The impeachment of state-level supreme court judges is rare. The National Council of State Legislatures could only cite a handful of instances in a special website section on the subject of impeachment.
The most prominent impeachment of a state supreme court judge was actually in Pennsylvania. In 1994, State Supreme Chief Judge Rolf Larsen was impeached by a majority of the state House and convicted by two-thirds of the state Senate for meeting privately with an attorney to decide the outcomes of cases.
A research report compiled for the state legislature of Connecticut in 2004 contained several more obscure examples of state supreme court judges who faced impeachment and removal. In 2000, four New Hampshire state supreme court judges faced impeachment threats, and one, Chief Justice David Brock was impeached on four charges, but not convicted of any in the state Senate.
In 1872, two New York Supreme Court justices faced the possibility of impeachment because of their connections to the corrupt Tweed Ring, George G. Barnard and Albert Cardozo. Barnard fought the charges but was removed by the state assembly. Cardozo resigned and is more known today as the father of Supreme Court Justice Benjamin Cardozo.
And in 1790, New Hampshire Superior Court Judge Woodbury Langdon was impeached for refusing to hold trials in three counties, but he resigned before his trial to accept a position as a commissioner for President George Washington. (Langdon’s brother, John, was one of the Constitution’s signers.)
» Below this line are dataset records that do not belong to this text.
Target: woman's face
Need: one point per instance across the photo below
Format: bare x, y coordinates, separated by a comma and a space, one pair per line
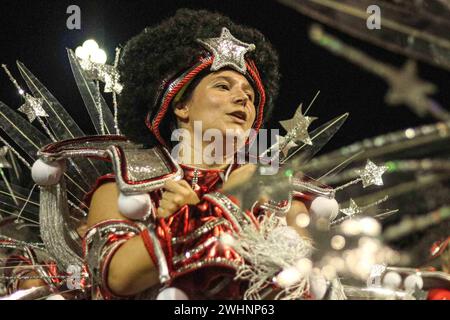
222, 100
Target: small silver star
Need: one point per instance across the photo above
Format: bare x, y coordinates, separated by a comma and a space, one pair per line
419, 294
371, 174
111, 79
4, 163
352, 209
285, 144
227, 51
32, 108
297, 126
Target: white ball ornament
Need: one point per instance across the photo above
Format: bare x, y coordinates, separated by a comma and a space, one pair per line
288, 277
47, 173
325, 208
56, 297
392, 280
136, 206
412, 281
172, 294
318, 286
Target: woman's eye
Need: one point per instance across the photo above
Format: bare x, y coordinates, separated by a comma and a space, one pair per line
222, 86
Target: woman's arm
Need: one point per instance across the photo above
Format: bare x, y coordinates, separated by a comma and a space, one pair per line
131, 269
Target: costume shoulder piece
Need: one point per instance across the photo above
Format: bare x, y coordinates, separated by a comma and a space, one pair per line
137, 169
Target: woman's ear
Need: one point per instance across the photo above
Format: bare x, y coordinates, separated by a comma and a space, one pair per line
182, 111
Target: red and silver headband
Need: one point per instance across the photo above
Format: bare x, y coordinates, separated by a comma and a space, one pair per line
223, 52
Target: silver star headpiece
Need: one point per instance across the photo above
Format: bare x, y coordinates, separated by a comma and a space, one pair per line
371, 174
32, 107
227, 51
297, 127
4, 163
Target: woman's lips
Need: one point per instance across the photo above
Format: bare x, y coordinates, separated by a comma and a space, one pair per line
238, 116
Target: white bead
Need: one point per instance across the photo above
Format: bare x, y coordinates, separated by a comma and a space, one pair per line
47, 173
392, 280
318, 286
172, 294
325, 208
412, 281
135, 206
55, 297
288, 277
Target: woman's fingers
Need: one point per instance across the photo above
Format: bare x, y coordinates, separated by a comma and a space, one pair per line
176, 186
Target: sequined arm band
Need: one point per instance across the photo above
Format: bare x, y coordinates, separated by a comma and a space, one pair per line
156, 252
100, 244
235, 215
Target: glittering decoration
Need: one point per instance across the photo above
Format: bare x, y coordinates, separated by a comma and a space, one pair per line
397, 20
419, 294
32, 108
285, 144
405, 87
103, 72
268, 250
352, 209
371, 175
227, 51
4, 163
297, 128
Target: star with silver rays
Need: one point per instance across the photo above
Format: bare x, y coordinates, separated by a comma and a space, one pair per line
4, 163
285, 144
297, 127
227, 51
352, 209
371, 174
32, 108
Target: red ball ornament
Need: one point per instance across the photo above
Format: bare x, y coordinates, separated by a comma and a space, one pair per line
438, 294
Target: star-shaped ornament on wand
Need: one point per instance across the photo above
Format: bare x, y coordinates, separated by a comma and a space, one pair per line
371, 174
32, 107
297, 127
4, 163
227, 51
284, 144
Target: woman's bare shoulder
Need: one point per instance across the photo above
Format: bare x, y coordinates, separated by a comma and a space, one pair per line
104, 204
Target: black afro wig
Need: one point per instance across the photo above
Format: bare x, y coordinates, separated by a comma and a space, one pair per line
163, 51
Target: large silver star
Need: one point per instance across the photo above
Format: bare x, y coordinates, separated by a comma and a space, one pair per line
32, 108
227, 51
285, 144
405, 87
297, 127
4, 163
371, 174
352, 209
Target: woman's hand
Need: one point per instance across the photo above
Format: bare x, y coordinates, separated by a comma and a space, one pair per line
176, 195
239, 177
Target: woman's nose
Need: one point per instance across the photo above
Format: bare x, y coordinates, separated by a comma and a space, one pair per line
240, 98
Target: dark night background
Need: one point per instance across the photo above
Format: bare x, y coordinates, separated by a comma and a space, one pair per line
35, 33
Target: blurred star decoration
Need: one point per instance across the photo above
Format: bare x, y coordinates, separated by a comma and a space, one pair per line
297, 128
93, 61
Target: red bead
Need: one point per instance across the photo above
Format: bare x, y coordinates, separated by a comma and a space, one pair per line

In recent years, there has been a trend for state lawmakers to threaten to impeach state judges for a variety of reasons. A 2010 research report from the National Center for State Courts detailed some of these efforts, including moves to remove judges for their court decisions. Bills were filed in the state legislatures of Massachusetts, Iowa and New Jersey to remove state supreme court judges who approved same-sex marriages. Also in Iowa, another proposed bill threatened any judge who considered the word “penumbra” in a court decision. A current bill in Alaska and a recent one that failed in Kansas would make state supreme court judges eligible for impeachment if they exercised legislative powers.
Pennsylvania’s current state constitution specifies that state supreme court judges can be considered for impeachment for acts of misbehavior. While Pennsylvania Republicans have exactly a two-thirds majority in the state Senate, half of the state senate’s seats are up for re-election in November – making any impeachment effort problematic.
But if the five Pennsylvania state supreme court judges were impeached, they would face steep odds in an appeal to the United States Supreme Court. The nation’s highest court usually stays out of state constitutional disputes, but such a novel case could also present unique due process and free speech arguments in any appeal.
Scott Bomboy is the editor in chief of the National Constitution Center.